Because of this final decision in Texas, employers nationwide no longer have to abide by the FTC rule that was set to go into effect on September 4. The FTC said it is seriously considering an appeal.
Meanwhile, similar cases are being heard in other jurisdictions.
FTC’s Rule Both Upheld and Struck Down in Other Courts
In July, a Philadelphia District Court Judge, hearing a similar lawsuit – ATS Tree Services LLC v. FTC – came to the opposite conclusion, denying the plaintiff’s request for a preliminary ban. She wrote that the FTC has the power to block anticompetitive practices, and that includes noncompete agreements because they impair competition for labor.
However, in a similar federal case in Florida – Properties of the Villages v. FTC – the District Court Judge banned the FTC rule from taking effect, although only applying the ban to the lawsuit’s plaintiff, a real estate broker. He pointed to the question of whether the FTC has sufficient authority from Congress to make the rule, given its huge economic impact.
The Arguments For and Against a Non-Compete Ban
In the Texas and Florida cases, the judges ruled that the FTC doesn’t have the authority to make the kind of rule that it did. Beyond questions of the FTC’s authority, opponents of non-compete bans argue that the government is overstepping its bounds by trying to micromanage businesses. They also say the bans are harmful to businesses that need to protect their trade secrets from being given to their competitors.
Supporters of a ban argue that it is unfair to employees, especially ones who are low-income, because it keeps them tied to their present employers and prevents them from moving up by working for other companies. Beyond the harm to workers, they say, the stifling of employee mobility limits competition, which harms the economy as a whole.
What This Means for the Future Legality of Non-Compete Agreements
The FTC’s fight to ban non-competes is unlikely to be over soon. Beyond a probable appeal of the Texas case, the split in decisions could take the case to the Supreme Court. Whatever the ultimate outcome, there may be other ways to craft a federal ban on non-competes that could bypass questions of the FTC’s authority. November’s election is also likely to have an effect.
Meanwhile, there is a lot of activity against non-competes in various states. Employers should stay alert to developing news. While they are not now required to follow the FTC’s rule, the situation could change locally, and employers should anticipate that possibility and be prepared.
The FTC has also said that the Texas ruling does not limit its ability to take enforcement action against non-competes on a case-by-case basis.

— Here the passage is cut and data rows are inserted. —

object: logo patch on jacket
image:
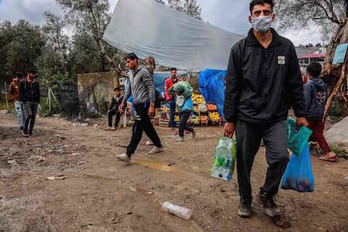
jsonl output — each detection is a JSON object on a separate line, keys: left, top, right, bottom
{"left": 278, "top": 56, "right": 286, "bottom": 65}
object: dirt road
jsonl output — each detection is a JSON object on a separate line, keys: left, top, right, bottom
{"left": 0, "top": 111, "right": 347, "bottom": 232}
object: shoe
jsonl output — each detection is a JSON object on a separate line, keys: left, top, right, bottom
{"left": 258, "top": 191, "right": 280, "bottom": 217}
{"left": 116, "top": 153, "right": 131, "bottom": 163}
{"left": 21, "top": 132, "right": 29, "bottom": 137}
{"left": 145, "top": 140, "right": 154, "bottom": 146}
{"left": 237, "top": 200, "right": 252, "bottom": 218}
{"left": 148, "top": 146, "right": 164, "bottom": 154}
{"left": 176, "top": 136, "right": 184, "bottom": 142}
{"left": 192, "top": 130, "right": 196, "bottom": 139}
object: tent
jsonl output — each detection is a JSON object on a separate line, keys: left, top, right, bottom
{"left": 103, "top": 0, "right": 243, "bottom": 71}
{"left": 199, "top": 69, "right": 226, "bottom": 117}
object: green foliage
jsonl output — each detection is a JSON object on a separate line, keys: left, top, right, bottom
{"left": 327, "top": 100, "right": 345, "bottom": 122}
{"left": 0, "top": 20, "right": 45, "bottom": 82}
{"left": 330, "top": 145, "right": 348, "bottom": 159}
{"left": 39, "top": 96, "right": 61, "bottom": 117}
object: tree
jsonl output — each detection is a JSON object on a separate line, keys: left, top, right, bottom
{"left": 158, "top": 0, "right": 202, "bottom": 20}
{"left": 0, "top": 20, "right": 45, "bottom": 84}
{"left": 56, "top": 0, "right": 122, "bottom": 76}
{"left": 182, "top": 0, "right": 202, "bottom": 20}
{"left": 42, "top": 11, "right": 70, "bottom": 64}
{"left": 275, "top": 0, "right": 348, "bottom": 117}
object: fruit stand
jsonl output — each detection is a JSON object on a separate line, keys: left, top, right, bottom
{"left": 157, "top": 92, "right": 222, "bottom": 127}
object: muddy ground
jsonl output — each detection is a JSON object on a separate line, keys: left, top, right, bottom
{"left": 0, "top": 110, "right": 347, "bottom": 232}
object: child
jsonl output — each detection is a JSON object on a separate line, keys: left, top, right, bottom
{"left": 169, "top": 81, "right": 195, "bottom": 142}
{"left": 304, "top": 62, "right": 338, "bottom": 162}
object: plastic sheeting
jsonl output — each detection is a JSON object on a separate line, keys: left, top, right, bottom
{"left": 103, "top": 0, "right": 243, "bottom": 71}
{"left": 199, "top": 69, "right": 226, "bottom": 117}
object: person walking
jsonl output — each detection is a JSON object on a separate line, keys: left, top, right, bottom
{"left": 169, "top": 81, "right": 195, "bottom": 142}
{"left": 19, "top": 69, "right": 40, "bottom": 137}
{"left": 9, "top": 72, "right": 25, "bottom": 134}
{"left": 117, "top": 53, "right": 164, "bottom": 163}
{"left": 304, "top": 62, "right": 338, "bottom": 162}
{"left": 223, "top": 0, "right": 308, "bottom": 219}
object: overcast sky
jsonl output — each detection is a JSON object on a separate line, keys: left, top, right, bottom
{"left": 0, "top": 0, "right": 324, "bottom": 45}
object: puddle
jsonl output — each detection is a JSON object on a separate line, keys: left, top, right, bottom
{"left": 134, "top": 160, "right": 176, "bottom": 172}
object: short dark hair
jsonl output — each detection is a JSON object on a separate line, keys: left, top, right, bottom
{"left": 307, "top": 62, "right": 322, "bottom": 77}
{"left": 170, "top": 67, "right": 177, "bottom": 71}
{"left": 16, "top": 72, "right": 23, "bottom": 79}
{"left": 124, "top": 53, "right": 138, "bottom": 61}
{"left": 249, "top": 0, "right": 274, "bottom": 13}
{"left": 27, "top": 69, "right": 36, "bottom": 74}
{"left": 114, "top": 87, "right": 120, "bottom": 91}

New York and Other States’ Positions on Non-Competes
In the summer of 2023, the New York State legislature passed a bill that would ban new non-competes. However, in December, the governor vetoed it because of disagreements over which high-income employees should be excluded. It’s likely the legislature will try again, with a good chance of having more success the next time.

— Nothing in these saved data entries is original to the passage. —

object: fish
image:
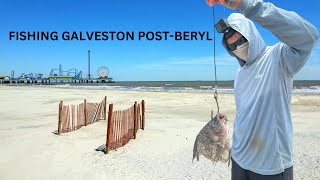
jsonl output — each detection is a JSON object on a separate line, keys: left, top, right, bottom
{"left": 193, "top": 113, "right": 232, "bottom": 166}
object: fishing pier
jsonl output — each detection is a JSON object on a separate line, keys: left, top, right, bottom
{"left": 0, "top": 50, "right": 115, "bottom": 85}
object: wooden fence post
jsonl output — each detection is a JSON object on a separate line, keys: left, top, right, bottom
{"left": 106, "top": 104, "right": 114, "bottom": 155}
{"left": 84, "top": 99, "right": 87, "bottom": 126}
{"left": 104, "top": 96, "right": 107, "bottom": 120}
{"left": 58, "top": 101, "right": 63, "bottom": 135}
{"left": 133, "top": 101, "right": 137, "bottom": 139}
{"left": 142, "top": 100, "right": 145, "bottom": 130}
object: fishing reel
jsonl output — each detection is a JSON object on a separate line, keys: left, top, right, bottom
{"left": 215, "top": 18, "right": 230, "bottom": 33}
{"left": 215, "top": 18, "right": 236, "bottom": 39}
{"left": 225, "top": 0, "right": 237, "bottom": 7}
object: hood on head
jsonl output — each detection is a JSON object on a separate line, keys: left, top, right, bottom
{"left": 222, "top": 13, "right": 267, "bottom": 66}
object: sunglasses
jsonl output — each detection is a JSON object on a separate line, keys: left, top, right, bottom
{"left": 227, "top": 36, "right": 248, "bottom": 51}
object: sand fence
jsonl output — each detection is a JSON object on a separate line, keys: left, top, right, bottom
{"left": 56, "top": 97, "right": 145, "bottom": 154}
{"left": 57, "top": 96, "right": 107, "bottom": 134}
{"left": 106, "top": 100, "right": 145, "bottom": 154}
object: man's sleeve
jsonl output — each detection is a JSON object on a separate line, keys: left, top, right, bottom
{"left": 238, "top": 0, "right": 319, "bottom": 77}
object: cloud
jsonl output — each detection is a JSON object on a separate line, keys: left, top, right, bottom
{"left": 295, "top": 43, "right": 320, "bottom": 79}
{"left": 295, "top": 66, "right": 320, "bottom": 80}
{"left": 312, "top": 43, "right": 320, "bottom": 53}
{"left": 168, "top": 57, "right": 212, "bottom": 65}
{"left": 132, "top": 43, "right": 320, "bottom": 80}
{"left": 304, "top": 43, "right": 320, "bottom": 66}
{"left": 135, "top": 63, "right": 170, "bottom": 70}
{"left": 135, "top": 53, "right": 238, "bottom": 70}
{"left": 169, "top": 55, "right": 236, "bottom": 66}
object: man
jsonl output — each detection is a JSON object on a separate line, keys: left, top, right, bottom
{"left": 205, "top": 0, "right": 318, "bottom": 179}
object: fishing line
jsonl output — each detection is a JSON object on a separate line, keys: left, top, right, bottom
{"left": 212, "top": 7, "right": 220, "bottom": 114}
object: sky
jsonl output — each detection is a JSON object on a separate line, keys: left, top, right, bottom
{"left": 0, "top": 0, "right": 319, "bottom": 81}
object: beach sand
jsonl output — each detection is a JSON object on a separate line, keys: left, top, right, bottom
{"left": 0, "top": 86, "right": 319, "bottom": 179}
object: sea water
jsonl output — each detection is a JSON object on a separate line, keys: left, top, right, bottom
{"left": 33, "top": 80, "right": 320, "bottom": 95}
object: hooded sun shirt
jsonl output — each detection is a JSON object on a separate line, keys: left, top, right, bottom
{"left": 222, "top": 0, "right": 319, "bottom": 175}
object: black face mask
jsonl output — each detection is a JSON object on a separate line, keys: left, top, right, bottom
{"left": 227, "top": 36, "right": 248, "bottom": 51}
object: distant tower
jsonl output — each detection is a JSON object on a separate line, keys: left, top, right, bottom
{"left": 88, "top": 50, "right": 91, "bottom": 79}
{"left": 59, "top": 64, "right": 62, "bottom": 76}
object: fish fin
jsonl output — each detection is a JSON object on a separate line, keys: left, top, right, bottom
{"left": 192, "top": 153, "right": 199, "bottom": 163}
{"left": 228, "top": 149, "right": 231, "bottom": 167}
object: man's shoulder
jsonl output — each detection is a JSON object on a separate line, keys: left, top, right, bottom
{"left": 267, "top": 42, "right": 286, "bottom": 55}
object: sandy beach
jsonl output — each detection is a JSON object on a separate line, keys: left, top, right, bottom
{"left": 0, "top": 86, "right": 319, "bottom": 179}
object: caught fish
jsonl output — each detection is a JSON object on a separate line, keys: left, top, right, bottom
{"left": 193, "top": 113, "right": 232, "bottom": 166}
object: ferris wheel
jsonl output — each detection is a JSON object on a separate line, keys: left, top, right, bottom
{"left": 97, "top": 66, "right": 109, "bottom": 78}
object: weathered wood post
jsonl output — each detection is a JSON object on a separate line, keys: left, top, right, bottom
{"left": 133, "top": 101, "right": 137, "bottom": 139}
{"left": 58, "top": 101, "right": 63, "bottom": 135}
{"left": 106, "top": 104, "right": 114, "bottom": 155}
{"left": 104, "top": 96, "right": 107, "bottom": 120}
{"left": 84, "top": 99, "right": 87, "bottom": 126}
{"left": 142, "top": 100, "right": 145, "bottom": 130}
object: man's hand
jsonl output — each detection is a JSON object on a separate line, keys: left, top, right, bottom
{"left": 205, "top": 0, "right": 242, "bottom": 10}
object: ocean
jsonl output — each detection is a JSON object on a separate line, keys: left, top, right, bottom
{"left": 31, "top": 80, "right": 320, "bottom": 95}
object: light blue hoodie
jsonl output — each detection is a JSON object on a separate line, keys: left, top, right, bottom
{"left": 222, "top": 0, "right": 319, "bottom": 175}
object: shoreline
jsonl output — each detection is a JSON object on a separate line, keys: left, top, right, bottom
{"left": 2, "top": 83, "right": 320, "bottom": 95}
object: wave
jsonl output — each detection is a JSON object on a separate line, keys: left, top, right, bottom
{"left": 36, "top": 84, "right": 320, "bottom": 94}
{"left": 293, "top": 86, "right": 320, "bottom": 94}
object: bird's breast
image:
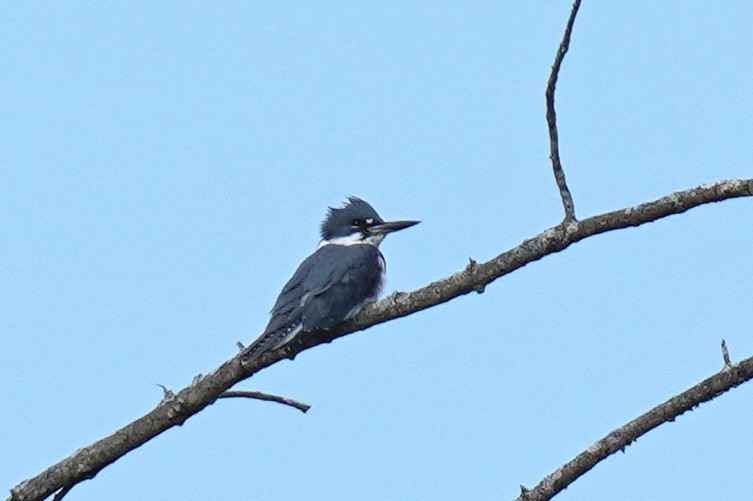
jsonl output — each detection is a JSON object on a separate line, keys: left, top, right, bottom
{"left": 370, "top": 251, "right": 387, "bottom": 301}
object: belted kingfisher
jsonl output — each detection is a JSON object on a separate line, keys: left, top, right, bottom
{"left": 242, "top": 197, "right": 419, "bottom": 365}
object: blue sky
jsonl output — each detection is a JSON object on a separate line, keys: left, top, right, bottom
{"left": 2, "top": 2, "right": 752, "bottom": 500}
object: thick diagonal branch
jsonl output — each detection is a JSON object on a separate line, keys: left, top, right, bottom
{"left": 517, "top": 353, "right": 753, "bottom": 501}
{"left": 546, "top": 0, "right": 581, "bottom": 221}
{"left": 9, "top": 178, "right": 752, "bottom": 501}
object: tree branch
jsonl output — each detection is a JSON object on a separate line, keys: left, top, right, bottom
{"left": 9, "top": 178, "right": 752, "bottom": 501}
{"left": 546, "top": 0, "right": 581, "bottom": 221}
{"left": 517, "top": 350, "right": 753, "bottom": 501}
{"left": 218, "top": 390, "right": 310, "bottom": 413}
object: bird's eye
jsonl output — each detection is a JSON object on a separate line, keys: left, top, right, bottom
{"left": 352, "top": 218, "right": 376, "bottom": 229}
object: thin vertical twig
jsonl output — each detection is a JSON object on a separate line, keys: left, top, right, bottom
{"left": 546, "top": 0, "right": 581, "bottom": 222}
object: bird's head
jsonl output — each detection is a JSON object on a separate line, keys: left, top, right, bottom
{"left": 320, "top": 197, "right": 419, "bottom": 247}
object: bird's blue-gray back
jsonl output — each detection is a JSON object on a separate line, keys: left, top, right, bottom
{"left": 268, "top": 244, "right": 383, "bottom": 333}
{"left": 243, "top": 244, "right": 383, "bottom": 363}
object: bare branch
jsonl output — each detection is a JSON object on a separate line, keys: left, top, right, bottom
{"left": 218, "top": 390, "right": 311, "bottom": 413}
{"left": 546, "top": 0, "right": 581, "bottom": 221}
{"left": 517, "top": 351, "right": 753, "bottom": 501}
{"left": 9, "top": 177, "right": 752, "bottom": 501}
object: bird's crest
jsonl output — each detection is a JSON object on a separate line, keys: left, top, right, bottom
{"left": 320, "top": 197, "right": 383, "bottom": 240}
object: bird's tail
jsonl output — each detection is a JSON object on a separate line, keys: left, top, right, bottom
{"left": 240, "top": 331, "right": 279, "bottom": 365}
{"left": 241, "top": 325, "right": 301, "bottom": 365}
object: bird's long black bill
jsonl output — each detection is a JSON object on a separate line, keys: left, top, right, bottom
{"left": 370, "top": 219, "right": 420, "bottom": 235}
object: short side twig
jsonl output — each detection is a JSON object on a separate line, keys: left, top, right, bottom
{"left": 546, "top": 0, "right": 581, "bottom": 222}
{"left": 218, "top": 390, "right": 311, "bottom": 413}
{"left": 721, "top": 339, "right": 731, "bottom": 367}
{"left": 517, "top": 351, "right": 753, "bottom": 501}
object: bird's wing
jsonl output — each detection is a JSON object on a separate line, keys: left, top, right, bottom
{"left": 262, "top": 250, "right": 320, "bottom": 335}
{"left": 242, "top": 244, "right": 382, "bottom": 364}
{"left": 299, "top": 244, "right": 383, "bottom": 331}
{"left": 241, "top": 251, "right": 319, "bottom": 363}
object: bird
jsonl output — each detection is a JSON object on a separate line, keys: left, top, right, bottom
{"left": 241, "top": 197, "right": 419, "bottom": 365}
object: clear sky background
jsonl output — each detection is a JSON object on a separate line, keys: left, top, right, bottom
{"left": 2, "top": 2, "right": 752, "bottom": 500}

If it does succeed, New York will join California, North Dakota, Oklahoma, and Minnesota, which currently do have laws banning non-competes. Six other states have legislation pending that will do the same. And about a dozen other states impose limitations, though not total bans, on their use. Additional states are likely to follow, as there is a groundswell of opinion against non-competes, especially for low-wage workers. Even without a nationwide ban, a similar effect may eventually come about piecemeal, state by state.
What Businesses Can Do
Given the uncertainty about the future legality of non-compete agreements, employers should consider other ways to protect their intellectual property, such as non-solicitation agreements, confidentiality agreements, copyrights, patents, and trademarks. New York State employers, especially, should be prepared for some kind of non-compete ban in the future, but employers in other states should be thinking ahead as well.